For real humans, I think this is a more gradual process—they learn and use some distinctions, and forget others, until their mental models are quite different a few years down the line.
The splintering can happen when a single feature splinters; it doesn’t have to be dramatic.
Perhaps the bot knows different things at different times and your job is to figure out (a) what it always knows and (b) a way to quickly find out everything it knows at a certain point in time.
But once you let it do more computation, then it doesn’t have to know anything at all, right? Like, maybe the best go bot is, “Train an AlphaZero-like algorithm for a million years, and then use it to play.”
I know more about go than that bot starts out knowing, but less than it will know after it does computation.
I wonder if, when you use the word “know”, you mean some kind of distilled, compressed, easily explained knowledge?

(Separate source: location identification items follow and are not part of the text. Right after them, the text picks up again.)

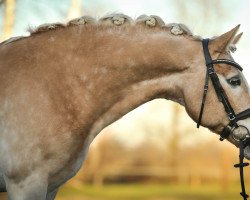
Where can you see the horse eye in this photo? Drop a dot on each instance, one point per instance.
(235, 81)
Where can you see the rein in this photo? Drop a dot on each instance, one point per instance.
(238, 132)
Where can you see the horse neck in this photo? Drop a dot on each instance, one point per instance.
(120, 69)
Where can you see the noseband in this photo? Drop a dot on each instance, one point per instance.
(238, 132)
(233, 127)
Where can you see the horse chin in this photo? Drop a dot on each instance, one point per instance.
(247, 152)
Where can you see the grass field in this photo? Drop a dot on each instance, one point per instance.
(147, 192)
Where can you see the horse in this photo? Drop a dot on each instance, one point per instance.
(62, 84)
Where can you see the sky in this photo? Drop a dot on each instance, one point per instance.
(207, 18)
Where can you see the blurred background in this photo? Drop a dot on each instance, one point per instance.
(154, 152)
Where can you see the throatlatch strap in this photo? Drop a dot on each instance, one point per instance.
(241, 165)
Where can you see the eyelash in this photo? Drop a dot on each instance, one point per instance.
(235, 81)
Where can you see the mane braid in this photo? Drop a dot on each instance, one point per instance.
(112, 20)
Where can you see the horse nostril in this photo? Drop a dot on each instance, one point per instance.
(240, 133)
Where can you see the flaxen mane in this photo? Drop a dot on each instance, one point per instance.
(115, 20)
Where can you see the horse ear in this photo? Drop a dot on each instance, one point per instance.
(221, 43)
(237, 38)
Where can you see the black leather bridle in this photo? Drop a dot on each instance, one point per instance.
(238, 132)
(233, 118)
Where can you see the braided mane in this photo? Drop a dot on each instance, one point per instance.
(112, 20)
(118, 19)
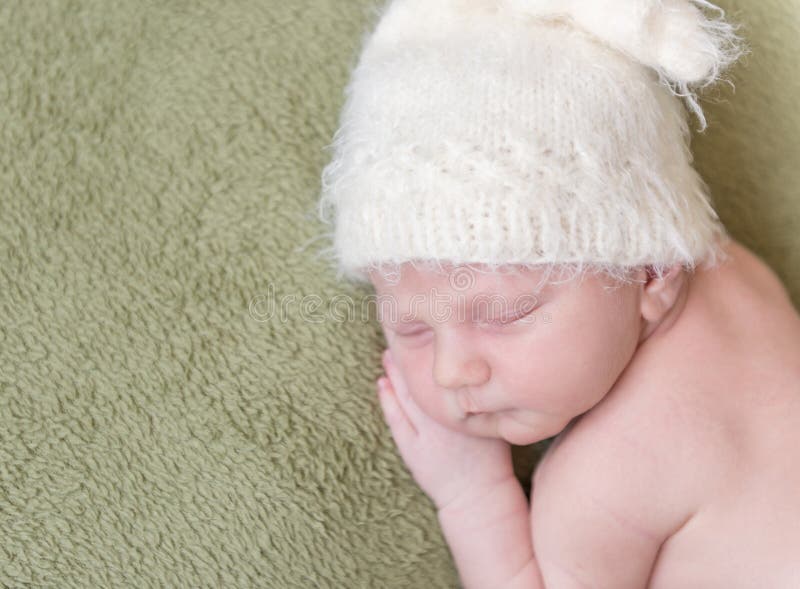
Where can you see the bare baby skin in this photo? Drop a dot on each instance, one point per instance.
(676, 405)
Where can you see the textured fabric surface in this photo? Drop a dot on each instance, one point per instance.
(161, 424)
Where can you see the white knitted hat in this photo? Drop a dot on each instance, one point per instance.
(526, 132)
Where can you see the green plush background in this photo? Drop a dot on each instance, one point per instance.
(159, 170)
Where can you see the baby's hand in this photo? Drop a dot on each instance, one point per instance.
(445, 463)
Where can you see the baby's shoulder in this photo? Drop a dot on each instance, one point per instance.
(638, 450)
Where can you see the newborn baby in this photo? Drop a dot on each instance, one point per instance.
(550, 137)
(677, 400)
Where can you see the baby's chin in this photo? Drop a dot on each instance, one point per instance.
(516, 426)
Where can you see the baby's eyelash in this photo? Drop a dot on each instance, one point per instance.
(513, 318)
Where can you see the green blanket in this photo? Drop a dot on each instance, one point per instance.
(183, 400)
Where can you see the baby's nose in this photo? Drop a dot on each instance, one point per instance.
(454, 373)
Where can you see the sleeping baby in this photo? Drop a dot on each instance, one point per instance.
(514, 178)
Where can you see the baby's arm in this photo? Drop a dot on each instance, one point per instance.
(603, 503)
(489, 536)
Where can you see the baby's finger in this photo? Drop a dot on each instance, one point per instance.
(400, 389)
(402, 428)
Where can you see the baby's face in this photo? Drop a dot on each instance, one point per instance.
(528, 377)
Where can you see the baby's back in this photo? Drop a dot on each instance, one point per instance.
(715, 402)
(742, 377)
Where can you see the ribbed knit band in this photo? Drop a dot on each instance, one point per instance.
(508, 139)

Maybe it nearly suffices to get a go professional to know everything about go that the bot does? I bet they could.
[D]oes understanding the go bot in your sense imply that you could play an even game against it?
I imagine so. One complication is that it can do more computation than you.
Sure. But the question is can you know everything it knows and not be as good as it? That is, does understanding the go bot in your sense imply that you could play an even game against it?
Good point!
I think there’s some communication failure where people are very skeptical of this for reasons that they think are obvious given what they’re saying, but which are not obvious to me. Can people tell me which subset of the below claims they agree with, if any? Also if you come up with slight variants that you agree with that would be appreciated.
It is approximately impossible to succeed at this challenge.
It is possible to be confident that advanced AGI systems will not pose an existential threat without being able to succeed at this challenge.
It is not obvious what it means to succeed at this challenge.
It will probably not be obvious what it means to succeed at this challenge at any point in the next 10 years, even if a bunch of people try to work on it.
We do not currently know what it means for a go bot to know something in operational terms.
At no point in the next 10 years could one be confident that one knew everything a go bot knew, because we won’t be confident about what it means for a go bot to know something.
You couldn’t know everything a go bot knows without essentially being that go bot.